Agnès Maltais, ancienne députée de Taschereau et ex-ministre péquiste, a accordé son appui à Québec forte et fière (QFF) pour le scrutin municipal du 7 novembre. 

« Je suis certaine que Mélissa fera une excellente représentante de nos quartiers du centre-ville de Québec. J’ai travaillé avec elle et je lui fais confiance », a récemment écrit Mme Maltais sur sa page Facebook en parlant de Mélissa Coulombe-Leduc, candidate de QFF dans Cap-aux-Diamants. 

Mme Maltais, qui accompagne la candidate dans son porte-à-porte, a parlé de l’importance de provoquer « un changement » à Québec. 

Interrogé quant à cette prise de position, le maire Labeaume a dit ne pas connaître beaucoup de gens qui veulent qu’on « révolutionne » la ville de Québec. 

Photo Stevens LeBlanc

Démocratie Québec n’a pas complété son équipe  

Le parti de Jean Rousseau tire de l’arrière dans la nomination de ses candidats pour les 21 districts électoraux de Québec. 

Démocratie Québec est le seul des cinq partis qui n’a toujours pas d’équipe complète à présenter sur les bulletins de vote.

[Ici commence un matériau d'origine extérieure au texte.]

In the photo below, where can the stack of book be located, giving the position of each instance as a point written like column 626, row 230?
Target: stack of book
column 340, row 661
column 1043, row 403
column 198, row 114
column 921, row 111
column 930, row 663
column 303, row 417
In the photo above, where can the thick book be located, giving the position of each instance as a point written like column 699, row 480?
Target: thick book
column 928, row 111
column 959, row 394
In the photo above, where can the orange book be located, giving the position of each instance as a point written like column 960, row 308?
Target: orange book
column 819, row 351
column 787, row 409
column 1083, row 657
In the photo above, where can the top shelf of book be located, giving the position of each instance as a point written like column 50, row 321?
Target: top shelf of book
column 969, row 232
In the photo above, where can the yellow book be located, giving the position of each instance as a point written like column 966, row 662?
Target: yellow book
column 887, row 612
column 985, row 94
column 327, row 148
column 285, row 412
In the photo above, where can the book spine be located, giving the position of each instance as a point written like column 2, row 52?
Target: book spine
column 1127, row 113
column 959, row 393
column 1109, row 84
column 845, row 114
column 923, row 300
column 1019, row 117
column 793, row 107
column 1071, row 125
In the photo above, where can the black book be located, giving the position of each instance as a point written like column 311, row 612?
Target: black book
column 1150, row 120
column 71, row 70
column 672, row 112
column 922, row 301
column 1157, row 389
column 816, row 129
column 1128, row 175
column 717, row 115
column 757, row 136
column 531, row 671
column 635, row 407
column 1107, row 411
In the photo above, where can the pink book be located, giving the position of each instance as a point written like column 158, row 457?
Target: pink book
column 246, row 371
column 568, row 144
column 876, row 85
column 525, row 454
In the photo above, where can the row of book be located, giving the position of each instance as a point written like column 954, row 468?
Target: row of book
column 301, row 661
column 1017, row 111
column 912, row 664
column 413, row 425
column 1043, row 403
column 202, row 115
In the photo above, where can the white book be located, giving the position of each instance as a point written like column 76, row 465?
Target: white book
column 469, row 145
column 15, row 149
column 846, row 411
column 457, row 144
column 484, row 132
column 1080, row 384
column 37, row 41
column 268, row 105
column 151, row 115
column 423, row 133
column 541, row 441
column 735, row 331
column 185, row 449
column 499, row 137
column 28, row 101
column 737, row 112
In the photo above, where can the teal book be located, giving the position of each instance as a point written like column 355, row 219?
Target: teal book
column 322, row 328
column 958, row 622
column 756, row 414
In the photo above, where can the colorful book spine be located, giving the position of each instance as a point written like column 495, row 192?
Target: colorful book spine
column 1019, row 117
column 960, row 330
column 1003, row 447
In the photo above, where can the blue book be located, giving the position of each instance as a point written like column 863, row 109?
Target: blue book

Vendredi, le parti a annoncé quatre nouveaux candidats, ce qui porte leur nombre à 13 sur 21. 

Huit candidatures restent à venir. 

Comme Le Journal le dévoilait vendredi matin, Omar Berri, ancien porte-parole de Taxi Coop, tentera de se faire élire dans le district de Maizerets-Lairet. M. Berri s’était notamment impliqué pour défendre les intérêts des chauffeurs de taxi lors de la réforme dans l’industrie du transport de personnes. Les trois autres nouveaux venus sont le coopérant international et diplômé en économie et en science politique Simon Levasseur, dans Limoilou, le politologue Simon Domingue, dans Les Méandres, et le comptable Luc Paquin, dans Val-Bélair.